Organisms. We used four superficial lesion specimens from three immunocompromised patients with suspected nontuberculous mycobacterial infections (two skin biopsy specimens from erythematous nodules, one skin abscess specimen from a patient's left foot, and one pus drainage specimen from a patient with skin bursitis). Reference strains M. haemophilum ATCC 29548, M. intracellulare ATCC 13950, M. tuberculosis ATCC 27294, and M. kansasii ATCC 35775 were utilized as controls for PRA.

Specimen processing. Specimens (1 g of skin biopsy specimen and 0.3 to 0.6 ml of pus and abscess drainage specimens) were digested and decontaminated using MycoPrep (Becton Dickinson). The derived sediment was used for smears and cultures. An aliquot of the original specimen was kept at –70°C for molecular analysis.

AFB microscopy. Auramine O fluorescent stain was used, and positive smears were counterstained with Ziehl-Neelsen stain to confirm the presence of AFB (5).

Mycobacterial cultures.

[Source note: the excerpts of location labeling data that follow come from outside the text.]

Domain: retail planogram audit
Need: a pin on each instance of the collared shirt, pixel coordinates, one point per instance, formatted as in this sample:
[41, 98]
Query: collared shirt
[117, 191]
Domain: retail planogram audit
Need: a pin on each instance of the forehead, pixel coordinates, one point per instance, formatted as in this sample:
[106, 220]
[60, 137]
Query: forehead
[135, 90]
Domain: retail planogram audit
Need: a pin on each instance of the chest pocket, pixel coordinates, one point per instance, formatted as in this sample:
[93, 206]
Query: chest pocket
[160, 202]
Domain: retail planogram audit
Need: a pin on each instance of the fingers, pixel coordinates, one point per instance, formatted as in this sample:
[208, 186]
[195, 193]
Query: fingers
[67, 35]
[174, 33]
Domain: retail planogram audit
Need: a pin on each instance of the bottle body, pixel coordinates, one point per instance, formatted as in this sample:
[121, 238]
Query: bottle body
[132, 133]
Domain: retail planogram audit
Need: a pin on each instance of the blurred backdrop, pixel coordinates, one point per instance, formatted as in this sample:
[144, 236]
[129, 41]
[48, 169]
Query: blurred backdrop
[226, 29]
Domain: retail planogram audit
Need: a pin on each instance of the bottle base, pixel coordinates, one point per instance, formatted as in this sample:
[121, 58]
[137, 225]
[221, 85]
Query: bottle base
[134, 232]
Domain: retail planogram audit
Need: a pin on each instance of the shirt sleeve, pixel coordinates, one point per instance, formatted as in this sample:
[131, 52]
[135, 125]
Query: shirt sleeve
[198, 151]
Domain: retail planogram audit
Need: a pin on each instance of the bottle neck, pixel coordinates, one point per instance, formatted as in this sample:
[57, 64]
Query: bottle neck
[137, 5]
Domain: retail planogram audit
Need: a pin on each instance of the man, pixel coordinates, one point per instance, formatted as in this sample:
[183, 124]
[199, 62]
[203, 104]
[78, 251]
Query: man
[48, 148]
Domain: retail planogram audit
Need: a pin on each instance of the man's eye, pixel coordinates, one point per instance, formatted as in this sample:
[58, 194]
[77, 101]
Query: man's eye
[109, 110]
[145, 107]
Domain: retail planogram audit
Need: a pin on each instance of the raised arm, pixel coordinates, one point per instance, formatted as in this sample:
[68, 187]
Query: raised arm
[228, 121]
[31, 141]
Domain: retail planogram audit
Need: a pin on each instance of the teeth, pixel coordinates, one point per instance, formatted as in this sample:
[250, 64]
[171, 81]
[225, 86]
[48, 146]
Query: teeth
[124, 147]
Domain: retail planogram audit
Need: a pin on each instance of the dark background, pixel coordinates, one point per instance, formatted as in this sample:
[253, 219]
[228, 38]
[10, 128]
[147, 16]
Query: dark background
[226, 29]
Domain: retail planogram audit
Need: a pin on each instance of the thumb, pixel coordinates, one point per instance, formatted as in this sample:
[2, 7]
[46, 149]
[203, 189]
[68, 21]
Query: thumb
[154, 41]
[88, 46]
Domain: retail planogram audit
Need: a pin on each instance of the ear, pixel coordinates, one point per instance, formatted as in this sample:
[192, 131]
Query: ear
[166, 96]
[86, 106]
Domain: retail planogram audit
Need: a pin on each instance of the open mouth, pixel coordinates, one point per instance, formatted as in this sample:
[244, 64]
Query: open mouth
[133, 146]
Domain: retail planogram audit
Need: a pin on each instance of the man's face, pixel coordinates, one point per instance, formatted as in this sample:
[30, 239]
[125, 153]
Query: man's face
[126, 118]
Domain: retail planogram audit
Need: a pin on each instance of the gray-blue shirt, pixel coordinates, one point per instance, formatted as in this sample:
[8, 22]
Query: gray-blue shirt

Each specimen was inoculated into two sets of BACTEC 460 12B vials (Becton Dickinson) and Löwenstein-Jensen (LJ) medium slants (BBL, Becton Dickinson), and each set was incubated at either 30 or 37°C. In addition, one blood agar plate was inoculated and incubated at 30°C. Broth and solid medium cultures were held for 6 and 8 weeks, respectively, and examined periodically for growth. The culture isolates were identified using DNA probes (AccuProbe; Gen-Probe, San Diego, Calif.) and conventional biochemical tests (5).

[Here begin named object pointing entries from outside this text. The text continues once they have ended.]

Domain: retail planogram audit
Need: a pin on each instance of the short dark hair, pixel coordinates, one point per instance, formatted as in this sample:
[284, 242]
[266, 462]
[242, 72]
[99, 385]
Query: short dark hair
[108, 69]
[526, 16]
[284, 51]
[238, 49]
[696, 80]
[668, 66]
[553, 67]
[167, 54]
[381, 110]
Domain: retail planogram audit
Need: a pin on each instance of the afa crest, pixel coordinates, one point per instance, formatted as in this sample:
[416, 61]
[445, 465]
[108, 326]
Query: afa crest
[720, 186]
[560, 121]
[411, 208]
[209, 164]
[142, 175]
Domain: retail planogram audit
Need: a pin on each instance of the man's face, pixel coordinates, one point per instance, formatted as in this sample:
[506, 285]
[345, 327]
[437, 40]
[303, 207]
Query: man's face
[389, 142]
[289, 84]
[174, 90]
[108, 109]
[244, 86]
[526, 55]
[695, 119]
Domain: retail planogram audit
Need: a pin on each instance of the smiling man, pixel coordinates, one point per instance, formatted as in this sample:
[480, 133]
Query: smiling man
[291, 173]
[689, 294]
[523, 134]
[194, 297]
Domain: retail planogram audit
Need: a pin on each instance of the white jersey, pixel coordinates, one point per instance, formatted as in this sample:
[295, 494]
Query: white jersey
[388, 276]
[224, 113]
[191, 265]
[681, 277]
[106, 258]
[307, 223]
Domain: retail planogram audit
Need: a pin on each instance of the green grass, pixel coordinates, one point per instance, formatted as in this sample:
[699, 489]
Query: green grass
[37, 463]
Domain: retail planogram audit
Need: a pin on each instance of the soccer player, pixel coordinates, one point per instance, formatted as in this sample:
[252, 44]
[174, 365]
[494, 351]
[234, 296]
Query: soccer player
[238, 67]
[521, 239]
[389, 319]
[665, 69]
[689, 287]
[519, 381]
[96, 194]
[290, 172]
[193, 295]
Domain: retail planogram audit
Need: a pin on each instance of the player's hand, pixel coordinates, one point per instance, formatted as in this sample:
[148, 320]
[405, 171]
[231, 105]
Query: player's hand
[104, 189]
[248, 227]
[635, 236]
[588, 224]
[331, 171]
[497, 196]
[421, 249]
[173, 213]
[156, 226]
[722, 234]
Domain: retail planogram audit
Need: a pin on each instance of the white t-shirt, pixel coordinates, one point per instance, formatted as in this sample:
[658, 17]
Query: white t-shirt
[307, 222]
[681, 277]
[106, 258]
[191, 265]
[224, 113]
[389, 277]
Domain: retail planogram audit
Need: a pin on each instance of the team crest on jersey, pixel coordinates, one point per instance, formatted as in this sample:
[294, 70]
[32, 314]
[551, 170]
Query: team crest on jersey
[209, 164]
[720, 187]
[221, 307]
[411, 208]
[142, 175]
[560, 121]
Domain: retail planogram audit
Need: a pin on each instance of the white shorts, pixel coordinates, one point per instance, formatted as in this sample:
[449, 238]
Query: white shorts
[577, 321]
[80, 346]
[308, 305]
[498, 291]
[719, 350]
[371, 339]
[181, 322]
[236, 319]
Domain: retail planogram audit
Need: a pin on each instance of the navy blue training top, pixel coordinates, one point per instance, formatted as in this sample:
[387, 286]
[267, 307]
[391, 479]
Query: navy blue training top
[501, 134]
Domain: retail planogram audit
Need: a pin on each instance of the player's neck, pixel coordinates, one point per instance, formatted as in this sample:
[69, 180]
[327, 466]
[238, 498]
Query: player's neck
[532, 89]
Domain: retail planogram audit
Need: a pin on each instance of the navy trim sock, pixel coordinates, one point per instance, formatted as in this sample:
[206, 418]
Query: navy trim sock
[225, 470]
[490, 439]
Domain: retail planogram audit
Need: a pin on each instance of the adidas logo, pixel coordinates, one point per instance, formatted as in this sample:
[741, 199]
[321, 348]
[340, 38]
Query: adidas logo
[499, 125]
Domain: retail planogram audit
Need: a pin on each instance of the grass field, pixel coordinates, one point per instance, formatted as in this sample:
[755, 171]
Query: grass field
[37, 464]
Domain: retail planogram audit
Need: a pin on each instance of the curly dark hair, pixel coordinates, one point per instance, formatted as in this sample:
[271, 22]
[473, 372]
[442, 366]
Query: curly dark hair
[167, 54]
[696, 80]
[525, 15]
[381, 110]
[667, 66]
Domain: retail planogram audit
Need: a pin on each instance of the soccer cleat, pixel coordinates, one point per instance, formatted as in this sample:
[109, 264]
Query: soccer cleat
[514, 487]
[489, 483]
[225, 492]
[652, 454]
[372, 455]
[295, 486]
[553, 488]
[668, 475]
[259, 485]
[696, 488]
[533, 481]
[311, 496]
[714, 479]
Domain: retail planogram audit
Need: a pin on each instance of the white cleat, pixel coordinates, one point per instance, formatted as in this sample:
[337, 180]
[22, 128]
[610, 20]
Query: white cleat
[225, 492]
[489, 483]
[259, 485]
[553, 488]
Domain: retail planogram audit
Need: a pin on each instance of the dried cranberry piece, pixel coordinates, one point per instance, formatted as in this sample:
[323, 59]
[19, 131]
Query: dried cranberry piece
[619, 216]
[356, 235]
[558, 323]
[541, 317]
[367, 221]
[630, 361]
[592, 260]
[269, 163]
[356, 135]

PCR amplification. A method modified from the one originally described (14) was used for direct identification by PRA. From smear-positive specimens, bacteria were harvested by centrifugation at 6,000 x g for 5 min. DNA extracts were prepared using the QIAamp DNA Mini kit (QIAGEN GmbH, Hilden, Germany) according to the manufacturer's instructions. Ten microliters of purified target DNA was added to 60 µl of PCR SuperMix (Invitrogen Life Technologies, San Diego, Calif.) and 2 µl each of primers TB11 (5'-ACCAACGATGGTGTGTCCAT) and TB12 (5'-CTTGTCGAACCGCATACCCT). The mixture was amplified at 94, 55, and 72°C for 1 min each for 38 cycles and then held for a 10-min extension period at 72°C. Positive and negative amplification from control strains was included in each run. For culture confirmation, bacterial DNA from positive-culture isolates was similarly purified and amplified for comparison of PRA patterns.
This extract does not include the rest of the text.